Albert Espinosa está sentado en la primera mesa, con un amigo a su lado izquierdo y yo a su derecha. No ha sido premeditado, simplemente nos colocamos ahí hace veinte minutos y hemos acabado como la vanguardia de la presentación de un libro.
Jaume Figueras le reconoce y le saluda. Albert lleva una acreditación marrón y se pregunta por qué la mía es verde. Porque yo soy menos, le digo. Así de sencillo. En San Sebastián, hasta los periodistas se dividen en castas y de alguna manera yo debería de ser un intocable. Supongo que a muchos les habrá extrañado verme ahí.
Digo lo de las castas y no es ninguna tontería. En la presentación del libro se hace mucho hincapié en ello: hay tribus que no se hablan entre sí, gente que es transparente para los demás y comandillas que consiguen casi todo lo que quieren.
Yo soy de los transparentes, un poco frustrante, pero tremendamente liberador. Nada que deber a nadie.

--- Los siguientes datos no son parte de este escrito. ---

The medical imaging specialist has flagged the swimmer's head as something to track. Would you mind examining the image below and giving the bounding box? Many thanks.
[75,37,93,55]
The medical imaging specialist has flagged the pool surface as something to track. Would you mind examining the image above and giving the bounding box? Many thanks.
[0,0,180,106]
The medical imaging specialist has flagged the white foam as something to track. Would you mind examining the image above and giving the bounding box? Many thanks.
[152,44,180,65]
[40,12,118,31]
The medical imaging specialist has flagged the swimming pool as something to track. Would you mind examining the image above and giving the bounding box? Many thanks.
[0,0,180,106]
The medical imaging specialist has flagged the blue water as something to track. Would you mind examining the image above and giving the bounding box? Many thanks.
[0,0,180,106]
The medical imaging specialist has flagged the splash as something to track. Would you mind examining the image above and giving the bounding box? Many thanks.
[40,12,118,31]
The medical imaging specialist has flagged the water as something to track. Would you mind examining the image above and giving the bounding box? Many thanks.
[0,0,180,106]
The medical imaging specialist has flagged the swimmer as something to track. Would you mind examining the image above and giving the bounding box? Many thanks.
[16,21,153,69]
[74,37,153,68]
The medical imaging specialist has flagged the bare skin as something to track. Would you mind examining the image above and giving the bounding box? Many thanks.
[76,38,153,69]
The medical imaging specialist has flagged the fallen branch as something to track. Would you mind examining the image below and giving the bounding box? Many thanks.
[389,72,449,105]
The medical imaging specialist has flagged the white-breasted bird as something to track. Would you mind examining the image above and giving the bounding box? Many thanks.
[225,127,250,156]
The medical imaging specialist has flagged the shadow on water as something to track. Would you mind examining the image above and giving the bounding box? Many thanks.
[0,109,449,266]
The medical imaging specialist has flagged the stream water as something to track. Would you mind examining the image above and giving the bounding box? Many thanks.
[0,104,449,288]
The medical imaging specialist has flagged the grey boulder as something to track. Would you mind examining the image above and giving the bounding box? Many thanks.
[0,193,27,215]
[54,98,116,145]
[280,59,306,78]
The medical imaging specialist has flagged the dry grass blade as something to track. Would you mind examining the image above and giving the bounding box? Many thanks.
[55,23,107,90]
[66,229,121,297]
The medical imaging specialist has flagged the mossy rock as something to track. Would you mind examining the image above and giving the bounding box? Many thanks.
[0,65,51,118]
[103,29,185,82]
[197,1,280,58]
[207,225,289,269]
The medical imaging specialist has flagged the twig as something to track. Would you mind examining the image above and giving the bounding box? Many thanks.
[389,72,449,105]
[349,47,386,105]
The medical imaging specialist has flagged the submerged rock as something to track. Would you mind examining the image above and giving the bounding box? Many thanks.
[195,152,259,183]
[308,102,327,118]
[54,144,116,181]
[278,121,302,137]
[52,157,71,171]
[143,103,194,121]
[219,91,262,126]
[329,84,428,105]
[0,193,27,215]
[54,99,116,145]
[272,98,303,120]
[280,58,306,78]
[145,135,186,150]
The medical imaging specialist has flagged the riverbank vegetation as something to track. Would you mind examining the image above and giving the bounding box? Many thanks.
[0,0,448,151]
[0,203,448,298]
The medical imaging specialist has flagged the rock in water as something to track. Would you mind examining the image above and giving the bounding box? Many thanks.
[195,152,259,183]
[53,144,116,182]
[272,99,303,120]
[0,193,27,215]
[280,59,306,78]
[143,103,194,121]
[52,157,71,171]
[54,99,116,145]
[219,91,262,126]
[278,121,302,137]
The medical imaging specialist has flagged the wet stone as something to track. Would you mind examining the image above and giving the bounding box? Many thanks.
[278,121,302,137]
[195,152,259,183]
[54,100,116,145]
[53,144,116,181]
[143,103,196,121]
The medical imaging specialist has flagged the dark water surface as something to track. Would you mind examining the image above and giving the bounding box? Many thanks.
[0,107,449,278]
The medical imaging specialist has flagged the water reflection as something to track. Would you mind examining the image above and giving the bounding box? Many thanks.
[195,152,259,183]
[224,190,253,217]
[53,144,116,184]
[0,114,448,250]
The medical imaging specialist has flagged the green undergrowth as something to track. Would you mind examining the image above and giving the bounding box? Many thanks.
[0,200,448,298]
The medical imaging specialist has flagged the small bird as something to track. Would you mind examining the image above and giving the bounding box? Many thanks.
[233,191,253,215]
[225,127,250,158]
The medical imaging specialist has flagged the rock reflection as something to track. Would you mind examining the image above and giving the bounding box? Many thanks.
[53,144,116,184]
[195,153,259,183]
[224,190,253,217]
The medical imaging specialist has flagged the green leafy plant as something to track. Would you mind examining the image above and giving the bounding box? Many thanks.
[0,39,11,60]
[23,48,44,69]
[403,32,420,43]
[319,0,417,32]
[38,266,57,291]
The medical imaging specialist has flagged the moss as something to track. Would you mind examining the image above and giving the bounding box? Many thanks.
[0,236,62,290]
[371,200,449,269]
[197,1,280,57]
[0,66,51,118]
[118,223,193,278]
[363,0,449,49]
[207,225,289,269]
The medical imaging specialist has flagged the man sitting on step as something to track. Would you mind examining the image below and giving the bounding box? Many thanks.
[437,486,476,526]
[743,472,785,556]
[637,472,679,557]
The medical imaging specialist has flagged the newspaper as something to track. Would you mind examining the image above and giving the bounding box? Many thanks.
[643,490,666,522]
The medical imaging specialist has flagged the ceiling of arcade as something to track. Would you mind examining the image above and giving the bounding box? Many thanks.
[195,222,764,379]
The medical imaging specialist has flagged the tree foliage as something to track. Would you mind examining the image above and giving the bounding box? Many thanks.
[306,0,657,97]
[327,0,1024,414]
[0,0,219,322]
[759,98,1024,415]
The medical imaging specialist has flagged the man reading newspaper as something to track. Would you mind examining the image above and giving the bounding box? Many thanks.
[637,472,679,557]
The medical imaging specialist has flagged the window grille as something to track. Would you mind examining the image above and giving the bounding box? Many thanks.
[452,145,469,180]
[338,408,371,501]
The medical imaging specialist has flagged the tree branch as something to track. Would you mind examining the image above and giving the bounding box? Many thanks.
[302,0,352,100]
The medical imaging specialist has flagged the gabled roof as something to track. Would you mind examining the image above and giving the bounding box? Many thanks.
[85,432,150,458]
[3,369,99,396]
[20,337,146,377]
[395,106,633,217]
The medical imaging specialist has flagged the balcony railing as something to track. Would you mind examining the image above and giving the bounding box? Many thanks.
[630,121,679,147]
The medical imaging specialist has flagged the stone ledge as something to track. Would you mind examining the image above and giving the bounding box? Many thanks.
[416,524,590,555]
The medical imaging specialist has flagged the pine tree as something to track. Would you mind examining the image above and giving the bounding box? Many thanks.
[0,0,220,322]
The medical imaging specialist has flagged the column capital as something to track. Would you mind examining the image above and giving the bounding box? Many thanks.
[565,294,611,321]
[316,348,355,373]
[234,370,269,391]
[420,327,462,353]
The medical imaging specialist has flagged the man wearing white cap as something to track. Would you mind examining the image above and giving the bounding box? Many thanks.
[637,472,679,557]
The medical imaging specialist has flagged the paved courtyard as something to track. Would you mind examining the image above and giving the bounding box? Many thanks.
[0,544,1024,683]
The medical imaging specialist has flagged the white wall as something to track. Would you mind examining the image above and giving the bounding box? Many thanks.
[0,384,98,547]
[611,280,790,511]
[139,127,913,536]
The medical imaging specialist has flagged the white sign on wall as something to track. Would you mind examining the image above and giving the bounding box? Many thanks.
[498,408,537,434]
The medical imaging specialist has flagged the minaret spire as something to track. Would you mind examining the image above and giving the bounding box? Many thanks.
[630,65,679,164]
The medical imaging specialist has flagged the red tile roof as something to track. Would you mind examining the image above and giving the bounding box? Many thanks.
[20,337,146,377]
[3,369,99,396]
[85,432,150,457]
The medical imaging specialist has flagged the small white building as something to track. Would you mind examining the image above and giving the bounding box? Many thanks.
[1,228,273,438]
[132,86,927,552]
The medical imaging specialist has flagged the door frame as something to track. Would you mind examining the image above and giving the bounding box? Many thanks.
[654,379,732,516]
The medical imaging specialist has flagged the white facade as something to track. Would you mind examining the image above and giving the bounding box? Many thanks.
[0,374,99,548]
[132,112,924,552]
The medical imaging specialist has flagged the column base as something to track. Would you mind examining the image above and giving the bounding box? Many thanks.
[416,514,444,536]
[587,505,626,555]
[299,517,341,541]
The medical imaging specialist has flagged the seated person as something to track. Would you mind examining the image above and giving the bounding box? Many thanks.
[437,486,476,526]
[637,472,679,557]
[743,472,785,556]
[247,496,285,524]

Nada que pedir, tampoco. Ni siquiera al amabilísimo y disperso Albert, que no para de alabar mi página y mi crítica y todo lo que conoce de mí para recordarme que sí, que soy escritor y que no debería preocuparme tanto de si hablo con éste o con el otro, que mi mundo no es el faranduleo ni es el periodismo: es la creación y eso no tiene que ver con el Rataplán sino con el Teatro Principal y sus aledaños.
Hoy me he tomado un descanso, lo confieso. Necesitaba parar un poco. Demasiado cine puede acabar con cualquiera. Quería ver a Albert, además. Esta noche volvemos a empezar y, en cualquier caso, quedan seis días más.
Sí tengo la sensación -constante- de que los demás se enteran de muchas más cosas que yo. Creo que es bueno, significa que yo tengo todavía mucho más que aprender.